[英]Is `std::array<T, 0>` default constructible where `T` is not default constructible?
Consider the code below: 考虑下面的代码:
#include <array>
struct T
{
T() = delete;
};
int main()
{
std::array<T, 0> a;
a.size();
}
We default initialize a 0-sized array. 我们默认初始化一个0大小的数组。 Since there's no elements, no constructor of
T
should be called. 由于没有元素,因此不应调用
T
构造函数。
However, Clang still requires T
to be default constructible, while GCC accepts the code above. 但是, Clang仍然要求
T
是默认可构造的,而GCC接受上面的代码。
Note that if we change the array initialization to: 请注意,如果我们将数组初始化更改为:
std::array<T, 0> a{};
Clang accepts it this time.
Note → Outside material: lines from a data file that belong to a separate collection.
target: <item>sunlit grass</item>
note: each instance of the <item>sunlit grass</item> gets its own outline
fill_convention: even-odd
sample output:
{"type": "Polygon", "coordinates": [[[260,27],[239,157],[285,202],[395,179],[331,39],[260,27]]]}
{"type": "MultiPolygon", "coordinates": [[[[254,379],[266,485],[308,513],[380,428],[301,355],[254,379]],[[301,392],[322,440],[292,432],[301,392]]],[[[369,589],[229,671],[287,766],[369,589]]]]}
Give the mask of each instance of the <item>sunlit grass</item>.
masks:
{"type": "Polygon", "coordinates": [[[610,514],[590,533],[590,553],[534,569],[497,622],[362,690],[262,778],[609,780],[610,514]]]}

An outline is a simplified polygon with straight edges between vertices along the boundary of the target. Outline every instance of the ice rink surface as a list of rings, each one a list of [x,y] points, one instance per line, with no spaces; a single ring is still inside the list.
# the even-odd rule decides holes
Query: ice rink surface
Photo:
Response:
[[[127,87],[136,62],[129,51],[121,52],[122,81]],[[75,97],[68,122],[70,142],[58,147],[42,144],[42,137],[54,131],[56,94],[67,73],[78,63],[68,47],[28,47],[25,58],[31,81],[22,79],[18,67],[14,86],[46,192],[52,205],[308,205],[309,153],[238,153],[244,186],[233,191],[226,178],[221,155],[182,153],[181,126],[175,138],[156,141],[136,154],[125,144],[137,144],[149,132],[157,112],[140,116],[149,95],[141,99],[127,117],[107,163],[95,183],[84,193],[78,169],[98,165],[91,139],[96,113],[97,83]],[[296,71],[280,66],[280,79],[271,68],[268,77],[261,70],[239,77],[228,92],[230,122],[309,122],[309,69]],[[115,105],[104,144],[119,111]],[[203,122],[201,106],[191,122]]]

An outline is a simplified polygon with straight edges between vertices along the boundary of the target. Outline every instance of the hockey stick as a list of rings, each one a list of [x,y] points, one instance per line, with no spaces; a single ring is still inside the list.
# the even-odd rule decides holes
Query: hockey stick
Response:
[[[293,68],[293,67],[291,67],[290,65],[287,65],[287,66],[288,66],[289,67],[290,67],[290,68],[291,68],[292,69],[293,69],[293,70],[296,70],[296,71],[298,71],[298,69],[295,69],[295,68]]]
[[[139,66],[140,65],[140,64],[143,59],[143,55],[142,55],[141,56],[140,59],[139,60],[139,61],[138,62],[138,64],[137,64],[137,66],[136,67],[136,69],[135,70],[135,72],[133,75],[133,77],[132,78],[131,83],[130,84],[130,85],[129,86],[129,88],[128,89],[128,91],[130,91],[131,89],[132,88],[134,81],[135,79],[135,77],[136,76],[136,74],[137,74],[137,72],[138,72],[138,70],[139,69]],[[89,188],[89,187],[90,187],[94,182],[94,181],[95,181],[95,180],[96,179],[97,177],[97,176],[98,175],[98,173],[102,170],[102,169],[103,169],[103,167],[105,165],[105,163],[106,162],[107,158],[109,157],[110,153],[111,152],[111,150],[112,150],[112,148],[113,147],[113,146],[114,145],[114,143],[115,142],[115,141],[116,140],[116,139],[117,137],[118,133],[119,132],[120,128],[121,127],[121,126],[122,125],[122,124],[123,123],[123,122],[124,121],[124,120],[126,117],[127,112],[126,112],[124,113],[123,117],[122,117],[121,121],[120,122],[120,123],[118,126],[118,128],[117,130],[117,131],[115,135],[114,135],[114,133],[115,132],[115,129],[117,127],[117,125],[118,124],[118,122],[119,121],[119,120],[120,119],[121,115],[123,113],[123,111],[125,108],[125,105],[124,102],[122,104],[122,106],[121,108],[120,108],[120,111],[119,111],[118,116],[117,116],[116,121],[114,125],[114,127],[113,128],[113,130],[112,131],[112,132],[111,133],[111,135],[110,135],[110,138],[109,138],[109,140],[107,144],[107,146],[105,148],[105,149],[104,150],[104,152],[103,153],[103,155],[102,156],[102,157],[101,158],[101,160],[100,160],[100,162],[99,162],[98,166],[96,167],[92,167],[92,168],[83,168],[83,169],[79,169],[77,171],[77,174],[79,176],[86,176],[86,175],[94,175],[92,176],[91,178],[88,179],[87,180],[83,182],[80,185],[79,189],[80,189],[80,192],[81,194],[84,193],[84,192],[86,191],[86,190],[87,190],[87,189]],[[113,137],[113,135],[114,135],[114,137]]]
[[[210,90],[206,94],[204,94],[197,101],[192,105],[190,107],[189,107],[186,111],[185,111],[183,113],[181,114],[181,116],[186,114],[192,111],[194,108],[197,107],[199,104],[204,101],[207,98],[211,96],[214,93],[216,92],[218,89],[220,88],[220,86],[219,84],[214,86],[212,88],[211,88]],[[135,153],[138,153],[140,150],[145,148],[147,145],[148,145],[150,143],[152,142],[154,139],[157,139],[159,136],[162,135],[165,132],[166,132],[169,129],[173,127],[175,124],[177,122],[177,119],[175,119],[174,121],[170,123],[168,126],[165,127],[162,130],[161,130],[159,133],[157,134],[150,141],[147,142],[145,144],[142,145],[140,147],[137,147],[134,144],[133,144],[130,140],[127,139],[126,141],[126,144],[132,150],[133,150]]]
Clang这次接受了。
Does non-default-constructible T
prevent std::array<T, 0>
from being default-constructible? 非默认可构造的
T
是否会阻止std::array<T, 0>
成为默认可构造的?
Since there's no elements, no constructor of T should be called.
由于没有元素,因此不应调用T的构造函数。
Does non-default-constructible T preventstd::array<T, 0>
from being default-constructible?非默认可构造的T是否会阻止
std::array<T, 0>
成为默认可构造的?
The standard doesn't specify what layout std::array<T, 0>
should have for us to answer that. 该标准没有指定
std::array<T, 0>
应该具有什么布局才能让我们回答。 The zero sized array specialization is only said to behave as follows: 零大小数组专门化仅表现如下:
1 array shall provide support for the special case N == 0.
1个数组应为特殊情况N == 0提供支持。
2 In the case that N == 0, begin() == end() == unique value.2在N == 0的情况下,begin()== end()==唯一值。 The return value of data() is unspecified.
data()的返回值未指定。
3 The effect of calling front() or back() for a zero-sized array is undefined.3为零大小的数组调用front()或back()的效果是不确定的。
4 Member function swap() shall have a non-throwing exception specification.4成员函数swap()应具有非抛出异常规范。
The behavior you note is most probably due to differences in implementation alone. 您注意到的行为很可能仅是由于实现上的差异。
Thanks to @TC, as pointed out in his comment , it's addressed in LWG 2157 , which is still an open issue as of this writing. 感谢@TC,正如他在评论中所指出的那样,该问题已在LWG 2157中得到解决,在撰写本文时仍是一个未解决的问题。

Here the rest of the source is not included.